I took a long salt bath and a shower. Using conditioner for the first time in at least a month felt so nice in my hair. The wonderful soak and shower helped many of my bites begin to heal and my legs started to look like normal-ish summer legs (instead of diseased legs!)
We ate fresh berries and a banana with granola, seeds, nuts and raisins with delicious coconut yogurt for breakfast, while drinking tea and sitting and visiting on the front porch watching the occasional rain shower.
Jamie went to visit his uncle who was in the hospital while I caught up with my parents on the phone.
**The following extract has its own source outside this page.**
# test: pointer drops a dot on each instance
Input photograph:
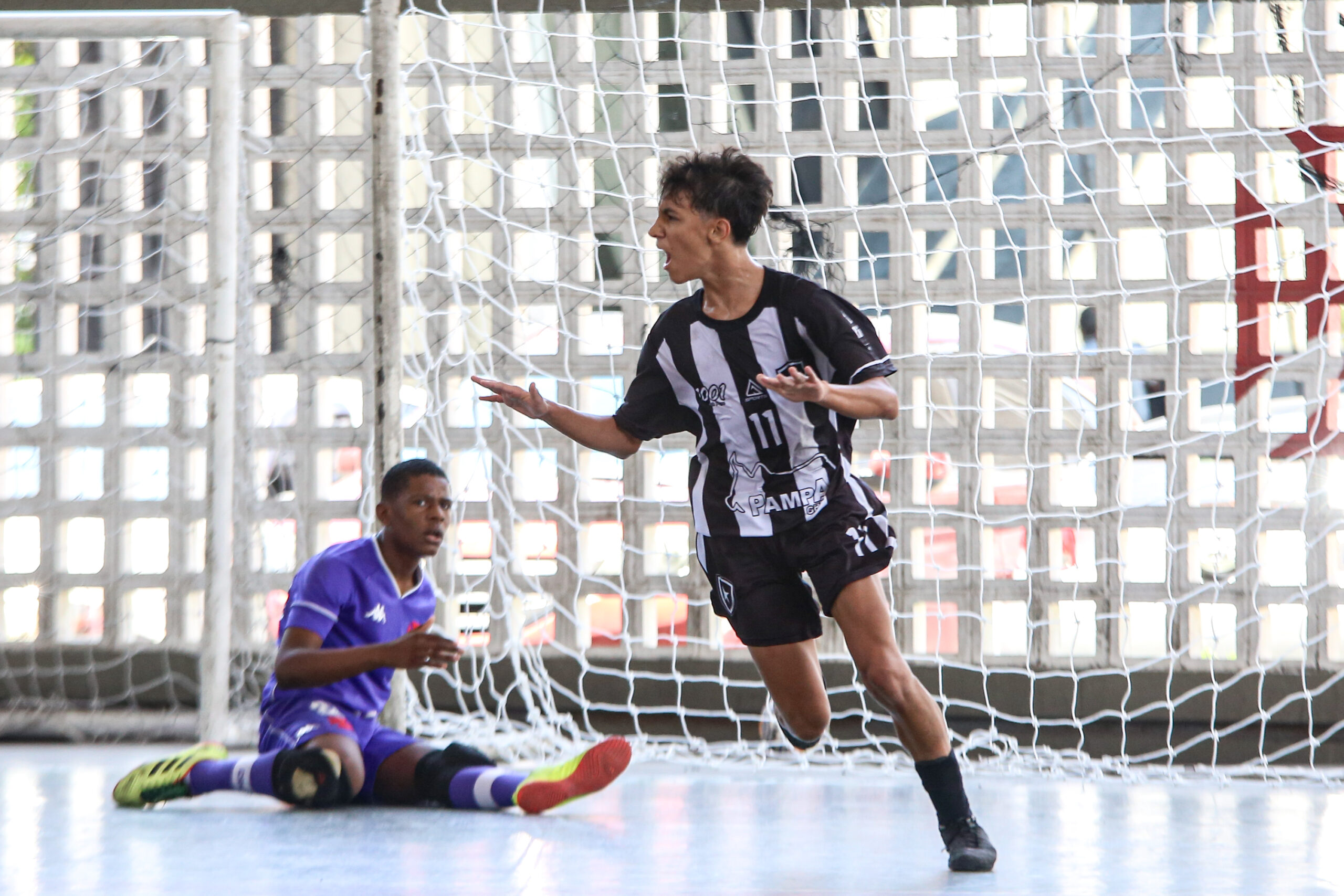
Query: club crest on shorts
(726, 596)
Our time frame was super tight to make it to the train station when Jamie came back from the hospital and we ended up missing the train by about 45 seconds. Without hesitation, Debbie spontaneously offered to drive us the 1.5 hours (one way) to Elizabethtown, PA, which was beyond generous and kind and gave us more quality time with her to visit and catch up. THANK YOU DEBBIE FOR YOUR OPEN HEART AND GENEROUS SPIRIT!
We arrived at Cindy and Jim’s house in Elizabethtown, PA and had about an hour to settle in. Cindy threw us with a picnic welcome home party with a crew of her friends from Elizabethtown who have all been following along virtually on our journey via the blog and GPS tracker.
All the friends began to show up and each one made their signature dish with a vegan twist! Nancy made her baked beans vegan (without bacon), Kathy made her infamous 7 layer dip totally vegan, and Cindy made us grilled portobellos (marinated in balsamic) with a sweet corn, tomato, basil salad. We feasted and shared stories from the trail and after some technical difficulties were able to show a slide show of pictures while Jamie told corresponding stories. We also had mango and raspberry sorbet with fresh cantaloupe for dessert!
We felt so loved and supported from the Elizabethtown community and once again, our hearts full from the loving encouragement of friends and family.
I then spent some time organizing some of our stuff, threw some items in the laundry as well as the dishwasher, and got a resupply ready for the next few days as we embark on our SoBo portion of our hike.